Investing.com -- The CBOE Volatility Index, or VIX, often referred to as the "fear gauge," is showing signs of another potential spike in market volatility, according to the latest Sevens Report.
After surging above 60 in early August, the VIX has since fallen sharply and currently sits around 15.
Despite this decline, Sevens cautions that ignoring the VIX could be a mistake as the index is now trending higher, forming a series of higher lows, which hasn't been seen since late 2021, a period that led to significant market turmoil.
In addition to the upward trend, Sevens Research highlights the unusual term structure of VIX futures. "The VIX futures curve is in backwardation," the analysts explain, meaning the October contract is trading at a premium to the November contract.
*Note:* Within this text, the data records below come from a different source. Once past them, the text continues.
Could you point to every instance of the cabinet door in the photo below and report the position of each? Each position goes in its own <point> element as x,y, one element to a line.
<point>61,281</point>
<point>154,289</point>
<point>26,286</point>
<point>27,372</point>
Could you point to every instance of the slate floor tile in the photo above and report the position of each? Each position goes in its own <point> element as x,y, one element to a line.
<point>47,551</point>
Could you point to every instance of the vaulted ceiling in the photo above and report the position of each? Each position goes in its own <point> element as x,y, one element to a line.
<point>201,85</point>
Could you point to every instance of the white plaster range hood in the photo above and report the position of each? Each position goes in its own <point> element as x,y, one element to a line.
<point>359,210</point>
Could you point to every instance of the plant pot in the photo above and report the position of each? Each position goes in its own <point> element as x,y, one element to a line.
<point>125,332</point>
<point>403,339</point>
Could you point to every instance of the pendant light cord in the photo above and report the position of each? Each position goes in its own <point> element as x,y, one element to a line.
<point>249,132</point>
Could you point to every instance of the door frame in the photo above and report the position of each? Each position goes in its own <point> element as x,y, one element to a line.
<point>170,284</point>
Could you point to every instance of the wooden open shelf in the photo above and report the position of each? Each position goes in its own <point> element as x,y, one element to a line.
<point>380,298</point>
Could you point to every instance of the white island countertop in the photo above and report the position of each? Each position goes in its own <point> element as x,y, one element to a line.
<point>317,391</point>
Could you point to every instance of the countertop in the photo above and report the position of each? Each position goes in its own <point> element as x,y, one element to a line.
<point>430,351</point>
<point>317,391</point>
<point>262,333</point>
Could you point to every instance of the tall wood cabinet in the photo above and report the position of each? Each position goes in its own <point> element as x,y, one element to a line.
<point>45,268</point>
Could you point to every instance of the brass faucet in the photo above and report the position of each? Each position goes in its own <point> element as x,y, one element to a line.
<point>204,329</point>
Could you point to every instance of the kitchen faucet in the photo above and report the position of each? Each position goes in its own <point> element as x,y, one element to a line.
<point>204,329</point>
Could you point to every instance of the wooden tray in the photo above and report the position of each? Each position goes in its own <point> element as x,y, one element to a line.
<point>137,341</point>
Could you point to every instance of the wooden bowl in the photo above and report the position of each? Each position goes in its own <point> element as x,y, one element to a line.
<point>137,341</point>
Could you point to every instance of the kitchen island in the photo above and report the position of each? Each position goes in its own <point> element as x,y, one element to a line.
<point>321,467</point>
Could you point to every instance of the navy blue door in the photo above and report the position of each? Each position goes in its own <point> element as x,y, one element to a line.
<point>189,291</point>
This is a rare development and suggests derivatives traders are positioning for a significant increase in volatility in the coming weeks, according to Sevens.
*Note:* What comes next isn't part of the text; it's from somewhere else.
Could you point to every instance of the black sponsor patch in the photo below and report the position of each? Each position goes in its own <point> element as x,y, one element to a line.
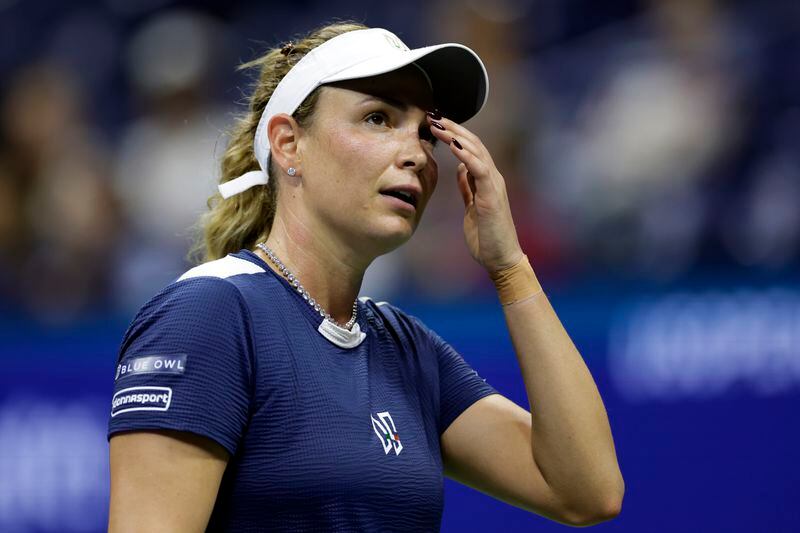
<point>152,364</point>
They explain that typically, longer-duration contracts trade at a premium to shorter-duration ones due to the increased risk over time.
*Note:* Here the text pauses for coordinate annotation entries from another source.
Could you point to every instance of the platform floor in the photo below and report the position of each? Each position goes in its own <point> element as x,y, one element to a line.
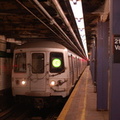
<point>82,102</point>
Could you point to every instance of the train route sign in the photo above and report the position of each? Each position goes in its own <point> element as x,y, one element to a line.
<point>116,52</point>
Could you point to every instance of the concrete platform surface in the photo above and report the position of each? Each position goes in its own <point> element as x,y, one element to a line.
<point>82,102</point>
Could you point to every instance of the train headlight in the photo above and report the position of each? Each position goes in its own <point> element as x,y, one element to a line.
<point>52,83</point>
<point>56,62</point>
<point>23,82</point>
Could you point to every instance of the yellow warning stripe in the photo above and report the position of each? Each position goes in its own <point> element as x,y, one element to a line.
<point>82,117</point>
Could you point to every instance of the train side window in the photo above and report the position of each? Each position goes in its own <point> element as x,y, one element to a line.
<point>38,63</point>
<point>20,63</point>
<point>56,62</point>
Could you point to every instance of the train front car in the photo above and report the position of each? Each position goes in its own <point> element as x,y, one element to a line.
<point>41,70</point>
However, the inversion seen here implies that traders expect a spike in volatility before the October contract expires on October 16th.
The report advises watching for three key developments: a rise in the VIX index above the 24 level, a normalization of the VIX futures curve (which would be bullish for stocks), or a widening premium between the October and November contracts.
If the latter occurs, it "would indicate rising risks of a selloff that could send the S&P 500 back to the early September, or even early August lows," concluded Sevens.